En 2025, reclamos de taxistas autoconvocados llevaron a reuniones con funcionarios municipales, exigiendo regulación contra la «competencia desleal» de las apps. Aunque la ordenanza busca coexistencia con taxis, ha generado tensiones: repartidores denuncian controles intensos en calles como el microcentro, donde multas por cascos defectuosos o documentación incompleta se han multiplicado. «Es una carga extra sobre quienes apenas llegan a fin de mes», comenta un repartidor anónimo de Yerba Buena, eco de protestas nacionales donde trabajadores de PedidosYa exigen tarifas justas y propinas completas.
A nivel nacional, imputaciones a Rappi y PedidosYa por «gastos ocultos» en otras provincias resaltan el escrutinio creciente, pero en Tucumán, la municipalidad enfatiza que la regulación promueve formalidad y seguridad.

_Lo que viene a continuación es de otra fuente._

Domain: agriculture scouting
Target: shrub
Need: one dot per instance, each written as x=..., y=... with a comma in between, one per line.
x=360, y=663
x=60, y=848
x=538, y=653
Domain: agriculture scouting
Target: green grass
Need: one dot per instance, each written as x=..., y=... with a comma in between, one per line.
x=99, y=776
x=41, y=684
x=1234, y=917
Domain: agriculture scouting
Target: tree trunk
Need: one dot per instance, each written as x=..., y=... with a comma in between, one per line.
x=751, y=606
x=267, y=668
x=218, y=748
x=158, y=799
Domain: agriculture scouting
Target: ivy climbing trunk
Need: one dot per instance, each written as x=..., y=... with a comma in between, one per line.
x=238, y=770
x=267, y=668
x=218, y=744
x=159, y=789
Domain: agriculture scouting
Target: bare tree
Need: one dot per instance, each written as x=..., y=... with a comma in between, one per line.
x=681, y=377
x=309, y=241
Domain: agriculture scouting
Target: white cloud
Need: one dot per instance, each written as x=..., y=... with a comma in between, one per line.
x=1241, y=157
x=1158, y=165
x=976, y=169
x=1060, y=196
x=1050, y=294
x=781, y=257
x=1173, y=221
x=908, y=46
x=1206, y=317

Sin embargo, con un presupuesto 2026 enfocado en austeridad, la recaudación sobre estos sectores parece una prioridad, sumándose a las altas alícuotas provinciales de Ingresos Brutos que ya gravan fuertemente la actividad económica.
Futuro incierto
La evolución económica de Tucumán, con las apps como motor del cuentapropismo, demuestra resiliencia ante adversidades. Líder en el NOA, la provincia adapta su comercio con centros a cielo abierto y digitalización estatal. Pero riesgos persisten: sin reformas que alivien cargas fiscales (como Ingresos Brutos), la informalidad podría perpetuarse, agravada por controles municipales que, para muchos, bordean la persecución.
En Yerba Buena y San Miguel, donde la demanda de delivery crece, el desafío es equilibrar flexibilidad con protección. Como advierte Viñuales, el crecimiento genuino depende del empleo privado formal. Mientras tanto, miles de tucumanos pedalean o conducen por calles congestionadas, encarnando un cambio que, si bien innovador, exige políticas más inclusivas para no dejar a nadie atrás.